As you saw last week during the look at what’s on the stands, there is a lot to accomplish when you come home from a show – any show – where you’ve taken a number of plants and/or where you’ve added to your collection.
One of the things that I generally do, is take leaves from all the plantlets I’ve acquired. I do this as a safety precaution – it’s not foolproof, but you are far less likely to bring anything nasty in to your collection by practicing this method of increasing your collection.
I can hear you now: “But Annie, aren’t you the one who is always telling us to limit our collections??”
Why yes, that would be me :-D But as you also heard me say last week – if you are going to ramp up, National is the place to do it. All the vendors there are commercial members of AVSA, and the selection of plants is pretty great. This year I found a great balance between new/vintage/species, and yes, I did come home with a whole lotta plant material!
Here is how I approach the process of “putting down leaves.” I get my space ready – for our purposes, I’m working in my kitchen rather than down on my potting bench, because the sink is handy and it’s much easier and faster upstairs!
Now that my space is ready, I pick a plant to start with. Here is the plantlet of Mark (3007) 09/20/1976 (Union County Chapter AVS/Max Maas) Double dark red frilled. Quilted, ruffled. Standard. This is a vintage variety that I grew years ago – an old Max Maas variety that I was thrilled to see again! The plantlet is healthy and in great shape.
I write the date and the name of the variety on each pot. (I actually did three pots.) I use 3 oz. Solo brand cups for this purpose. Do not neglect this step. You think you’re going to remember which leaf is which . . . you won’t. (Do you even need to ask me how I know?! ;-D)
Next I choose the leaves I want to propagate and gently snap them off at the neck of the plantlet.
Then . . .
I let the plantlet go to its Great Reward. Some of you are freaking out and saying, “Why????” Because if I kept the plantlet and its root system, I would need to repot it completely in to my potting mix, adding some Marathon in the process as a systemic to (hopefully) kill any pests that could be hidden in the soil. Please Note that it is my firm belief that no one intentionally sells a plantlet with pests, but stuff happens, you guys. I’m not in any hurry for these plants – I have a large enough collection as it is, so I don’t mind waiting and starting a plant from a leaf whenever possible. Better safe than sorry.

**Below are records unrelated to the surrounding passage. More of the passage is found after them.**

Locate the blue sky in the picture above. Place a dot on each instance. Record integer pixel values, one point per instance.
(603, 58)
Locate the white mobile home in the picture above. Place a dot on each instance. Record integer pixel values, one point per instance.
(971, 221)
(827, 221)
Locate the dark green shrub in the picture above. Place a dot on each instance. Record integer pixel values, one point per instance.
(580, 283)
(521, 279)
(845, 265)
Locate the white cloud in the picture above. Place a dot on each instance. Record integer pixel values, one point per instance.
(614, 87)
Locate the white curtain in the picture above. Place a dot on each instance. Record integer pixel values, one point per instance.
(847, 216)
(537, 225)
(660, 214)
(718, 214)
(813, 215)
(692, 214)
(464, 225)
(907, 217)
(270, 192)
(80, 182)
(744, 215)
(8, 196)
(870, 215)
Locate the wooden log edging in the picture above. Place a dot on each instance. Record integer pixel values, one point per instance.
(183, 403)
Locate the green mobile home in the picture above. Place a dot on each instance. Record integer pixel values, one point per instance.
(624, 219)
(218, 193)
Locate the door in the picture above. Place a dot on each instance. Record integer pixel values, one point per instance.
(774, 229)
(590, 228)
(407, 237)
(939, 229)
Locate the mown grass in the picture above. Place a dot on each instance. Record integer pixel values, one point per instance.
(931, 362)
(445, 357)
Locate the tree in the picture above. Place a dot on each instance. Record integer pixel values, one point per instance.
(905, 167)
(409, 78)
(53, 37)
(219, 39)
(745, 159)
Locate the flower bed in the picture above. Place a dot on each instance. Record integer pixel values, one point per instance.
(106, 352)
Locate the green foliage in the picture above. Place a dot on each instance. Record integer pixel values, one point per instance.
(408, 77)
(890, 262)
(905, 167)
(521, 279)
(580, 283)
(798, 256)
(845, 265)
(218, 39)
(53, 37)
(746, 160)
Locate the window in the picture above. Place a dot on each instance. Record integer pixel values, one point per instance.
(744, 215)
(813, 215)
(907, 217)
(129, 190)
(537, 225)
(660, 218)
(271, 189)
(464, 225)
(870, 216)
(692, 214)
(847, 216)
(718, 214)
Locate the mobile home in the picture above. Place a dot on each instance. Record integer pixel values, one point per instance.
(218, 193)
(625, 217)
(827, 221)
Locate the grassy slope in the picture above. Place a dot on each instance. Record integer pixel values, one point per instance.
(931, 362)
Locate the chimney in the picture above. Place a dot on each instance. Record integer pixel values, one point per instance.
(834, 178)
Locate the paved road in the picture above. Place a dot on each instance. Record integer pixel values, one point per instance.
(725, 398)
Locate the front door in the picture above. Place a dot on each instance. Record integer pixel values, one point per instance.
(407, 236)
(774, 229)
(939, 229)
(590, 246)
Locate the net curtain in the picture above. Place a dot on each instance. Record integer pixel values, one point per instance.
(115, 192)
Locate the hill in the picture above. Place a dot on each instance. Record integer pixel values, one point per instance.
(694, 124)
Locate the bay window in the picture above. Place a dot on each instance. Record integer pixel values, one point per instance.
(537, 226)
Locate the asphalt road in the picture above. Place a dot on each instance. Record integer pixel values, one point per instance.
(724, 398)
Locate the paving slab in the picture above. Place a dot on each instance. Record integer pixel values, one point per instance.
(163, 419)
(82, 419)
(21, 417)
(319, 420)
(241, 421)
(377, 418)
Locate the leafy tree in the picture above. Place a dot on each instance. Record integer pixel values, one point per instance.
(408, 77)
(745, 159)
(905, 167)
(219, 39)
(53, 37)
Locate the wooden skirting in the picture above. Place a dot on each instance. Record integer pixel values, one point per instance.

Next, the leaves get washed. I put some dishwashing soap in my hand, suds it up, and gently wash the leaves both front and back.
Then they get set on paper toweling to partially dry off. I go through this process for multiple plants at at time. And yeah – see the identifier stakes/labels? Don’t skip this step, you guys!! (See above!)
But back to our Mark! Next I prep the pots I set up earlier. First – the wick. I use nylon Mason’s Twine. It works well for me.
Then, a layer of coarse perlite on top of the wick.
Then I coil the wick on top of the coarse perlite
And then add the potting mix.
I use an X-acto knife to make a fresh cut on each stem of each leaf I am putting down.
I also slice off the tip of each leaf. In theory, this forces the leaf itself to stop growing and send its energy downward, to make roots and start new plantlets.
The leaves get placed in the pots. Do not tamp down the potting mix.
And then I water the leaves in with my squeeze bottle (sometimes called a tattoo wash bottle). This is what sets the leaf in place and keeps it stable.
Finally, they get placed in the domed tray where they will stay until they sprout babies and are ready to be separated into their own pots!
You can also look for this process soon on All About African Violets’ Pinterest page. It will be documented there, as well.
Coming home from show is definitely a process, but once you determine your own post-show process, it gets easier every time you do it!